Acostumbrado al trajín cuartelero, el bicho no duró mucho en la vida civil. La
última mascota de la Legión murió, según cuentas las crónicas, la pasada semana
en el Santuario Refugio La Pepa, en
Arcos de la Frontera, donde vivía plácidamente retirada de la vida castrense
desde el pasado verano. Su final no tuvo
honores y pese a que inicialmente estaba
previsto que su cuerpo fuera incinerado
envuelto en la bandera española, al crematorio fue llevado solo y sin la
entorchada rojigualda.
“Pepe” que así se llamaba la
mascota ardió en orfandad. ¿”Pepe”?.¿Cómo una cabra puede llamarse “Pepe”?. ¿Alguien
confundió el género del animal?. Pues
sí. Tal era el nombre del emblema militar. La cabra, en verdad era un “macho
cabrío”. Lo que ocurre es que como no quedaba bonito referirse a él como el “cabrón” de la Legión
(algún malpensado habría disfrutado de
la polisemia), se hizo habitual utilizar el género femenino para describir al chivo.

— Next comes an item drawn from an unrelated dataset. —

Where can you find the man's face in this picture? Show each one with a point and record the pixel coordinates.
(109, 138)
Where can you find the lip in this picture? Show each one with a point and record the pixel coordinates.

Qué destino más cruel el de la res. Toda una vida siendo lo que no se es,
aunque a la vista estaba, contemplando sus atributos que cabra-cabra ser no
era.
“Pepe”, debido a su
longevidad, no desfiló ya el pasado año
en la festividad de la “Hispanidad”. Su puesto lo ocupó otra cabra; “Pablo”
–vaya con el género-. Sin embargo, en la edición conmemorada este pasado
miércoles, el honor de encabezar la parada militar recayó en “Miura”, un
carnero perteneciente a la “Bandera Millán Astray X “ de la Legión.
Cuando se cumplen ochenta
años del “venceréis pero no convenceréis” con el que Unamuno contestó al “¡Viva
la muerte!, ¡Muerte a la inteligencia” pronunciado por Millán Astray en la
Universidad de Salamanca, resulta hiriente que un país democrático reivindique
su “fiesta nacional” haciendo desfilar a una dotación militar que lleve por
bandera el nombre de aquel sublevado
contra la legalidad republicana. La mención al General franquista, tildada por
medios oficiales como una “casualidad” parece reírse de la normativa en vigor
para la reparación de la Memoria Histórica retratando fielmente las carencias de un Estado que identifica su hecho “nacional” en valores
de “unidad” y de “grandeza” anclados en un pasado que creíamos superado.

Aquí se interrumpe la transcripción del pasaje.